Data Preparation

The Pile: NVIDIA provides utilities to download and prepare the Pile dataset. This dataset comprises 22 smaller datasets, blended by using the mix described in the paper The Pile: An 800GB Dataset of Diverse Text for Language Modeling, by Gao et. al., mirrored here.

NVIDIA recommends that the NeMo-Framework-Launcher repository and the datasets are stored in a file system shared by all of the nodes during training. A shared workspace with read-write permissions is recommended in the case of Base Command Platform-based clusters.
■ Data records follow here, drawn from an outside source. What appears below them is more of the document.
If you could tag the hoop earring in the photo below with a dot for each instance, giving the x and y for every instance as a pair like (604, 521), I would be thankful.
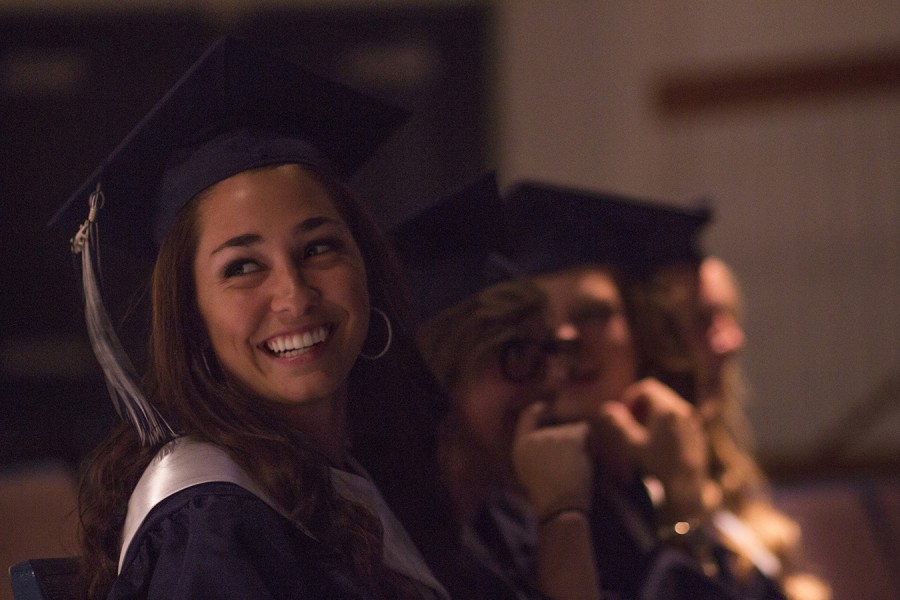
(390, 335)
(206, 367)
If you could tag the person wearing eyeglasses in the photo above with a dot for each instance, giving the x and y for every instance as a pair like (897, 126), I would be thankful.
(520, 491)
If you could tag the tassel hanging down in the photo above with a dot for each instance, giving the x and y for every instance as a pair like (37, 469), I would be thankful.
(121, 377)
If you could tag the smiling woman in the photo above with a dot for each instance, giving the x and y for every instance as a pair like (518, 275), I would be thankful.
(232, 475)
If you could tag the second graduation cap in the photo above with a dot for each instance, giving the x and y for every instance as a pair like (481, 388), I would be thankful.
(554, 227)
(453, 248)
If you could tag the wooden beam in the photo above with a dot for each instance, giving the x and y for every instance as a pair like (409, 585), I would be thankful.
(691, 92)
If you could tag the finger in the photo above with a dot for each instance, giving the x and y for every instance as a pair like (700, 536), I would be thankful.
(530, 418)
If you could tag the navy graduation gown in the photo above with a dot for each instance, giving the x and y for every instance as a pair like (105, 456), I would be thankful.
(217, 540)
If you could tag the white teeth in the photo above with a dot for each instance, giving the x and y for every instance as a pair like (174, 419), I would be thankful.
(297, 343)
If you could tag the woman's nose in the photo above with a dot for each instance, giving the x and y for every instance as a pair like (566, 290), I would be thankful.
(727, 336)
(292, 292)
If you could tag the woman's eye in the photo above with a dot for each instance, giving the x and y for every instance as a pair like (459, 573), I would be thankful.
(595, 315)
(321, 247)
(241, 267)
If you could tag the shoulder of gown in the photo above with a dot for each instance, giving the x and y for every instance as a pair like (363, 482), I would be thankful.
(219, 540)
The Pile dataset consists of 30 shards. Downloading, extracting, and preprocessing each shard takes approximately one hour assuming a 30 MB/sec download speed. The data preparation can be parallelized by using up to 30 nodes.

Note

The Pile dataset is no longer available for download. Data preparation will be updated with a replacement dataset.

Run Data Preparation

To run data preparation update conf/config.yaml:

defaults:
  - data_preparation: Mistral/download_mistral_pile

stages:
  - data_preparation

Execute the launcher pipeline: python3 main.py.

Configuration

Default configurations for data preparation can be found in conf/data_preparation/mistral/download_mistral_pile.yaml.

run:
  name: download_mistral_pile
  results_dir: ${base_results_dir}/${.name}
  time_limit: "4:00:00"
  dependency: "singleton"
  node_array_size: 30
  array: ${..file_numbers}
  bcp_preproc_npernode: 2 # 2 should be safe to use and x2 times faster.

dataset: pile
download_the_pile: True  # Whether to download the pile dataset from the internet.
the_pile_url: "https://huggingface.co/datasets/monology/pile-uncopyrighted/resolve/main/train/"  # Source URL to download The Pile dataset from.
file_numbers: "0-29"  # The pile dataset consists of 30 files (0-29), choose which ones to download.
preprocess_data: True  # True to preprocess the data from a jsonl file, False otherwise.
download_tokenizer_url: "https://huggingface.co/decapoda-research/mistral-7b-hf/resolve/main/tokenizer.model"
tokenizer_typzer_library: "sentencepiece"
tokenizer_save_dir: ${data_dir}/mistral
tokenizer_model:  ${.tokenizer_save_dir}/mistral_tokenizer.model
rm_downloaded: False # Extract script will remove downloaded zst after extraction
rm_extracted: False # Preprocess script will remove extracted files after preproc.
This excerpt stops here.